Baldur’s Gate 3 dostało mini-prequel. Fani rozwiązują morderstwo
Demokratyczne śledztwo.
Pełna wersja Baldur’s Gate 3 ukaże się w sierpniu, więc studio Larian zagęszcza akcję marketingową. Jednym z interesujących pomysłów jest gra przeglądarkowa, w ramach której gracze rozwiązują zagadkę morderstwa.
„Krew w Baldur’s Gate” dostępna jest za darmo dla w wszystkich zainteresowanych, choć należy posiadać konto, jeśli chcemy popchnąć akcję do przodu. To właśnie gracze - za pomocą głosowania - decydują bowiem, w jakim kierunku podąży śledztwo i jakie lokacje w mieście odwiedzimy.
Mamy nawet ekwipunek (na razie pusty), a obecnie trwa wybór, czy wybierzemy się na nabrzeże rybaków, by przepytać właściciela jednej z łodzi, czy też podejdziemy do pana stojącego w Alejce Admirała. Ten drugi jest bardziej podejrzany, więc to na pewno „zmyłka” i facet nic nie wie - prosimy o głosowanie na rybaka.
Akcja toczy się w 1477 roku, a więc piętnaście lat przed wydarzeniami z „właściwego” Baldur’s Gate 3. Rozwiązujemy brutalne morderstwo elfa nadzianego na kotwicę i porzuconego na jednym z placów miasta.
„Blood in Baldur's Gate to sieciowa gra RPG napędzana przez społeczność” - opisują sami twórcy.
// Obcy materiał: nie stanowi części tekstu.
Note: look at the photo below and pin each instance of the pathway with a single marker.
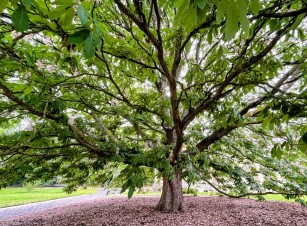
(16, 211)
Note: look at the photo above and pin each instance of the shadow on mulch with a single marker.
(197, 211)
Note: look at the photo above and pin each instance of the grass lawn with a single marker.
(18, 196)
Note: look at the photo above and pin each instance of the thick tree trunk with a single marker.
(172, 197)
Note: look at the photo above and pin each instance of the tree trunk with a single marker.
(172, 198)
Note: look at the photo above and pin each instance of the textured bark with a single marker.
(172, 198)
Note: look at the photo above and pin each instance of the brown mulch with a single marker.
(197, 211)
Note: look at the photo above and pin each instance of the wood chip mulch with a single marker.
(197, 211)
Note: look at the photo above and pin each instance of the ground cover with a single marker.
(18, 196)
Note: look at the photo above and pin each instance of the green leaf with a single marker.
(27, 3)
(58, 12)
(231, 26)
(20, 19)
(302, 145)
(82, 15)
(130, 192)
(78, 37)
(64, 2)
(3, 4)
(255, 6)
(242, 7)
(219, 52)
(304, 138)
(28, 90)
(276, 152)
(221, 8)
(201, 3)
(89, 46)
(68, 17)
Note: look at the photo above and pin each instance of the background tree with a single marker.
(210, 90)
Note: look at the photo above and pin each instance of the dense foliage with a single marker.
(214, 88)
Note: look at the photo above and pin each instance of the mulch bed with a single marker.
(197, 211)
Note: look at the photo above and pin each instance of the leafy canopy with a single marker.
(215, 88)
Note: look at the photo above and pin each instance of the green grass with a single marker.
(18, 196)
(267, 197)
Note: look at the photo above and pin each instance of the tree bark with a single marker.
(172, 198)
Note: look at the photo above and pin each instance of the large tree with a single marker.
(210, 90)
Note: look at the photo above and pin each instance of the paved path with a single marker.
(16, 211)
Gracze muszą „połączyć siły i rozwiązać tę przerażającą zbrodnię w ciągu najbliższych trzech tygodni”. Jak można się domyślać, akcja płynie dość wolno - następny krok wykonamy wieczorem.
Pomysł z pewnością jest jednak intrygujący z na pewno zapada w pamięć bardziej niż kolejny trailer, a dodatkowo pomaga budować klimat świata, który odwiedzimy 31 sierpnia, na PC i PlayStation 5, gdy produkcja opuści program wczesnego dostępu.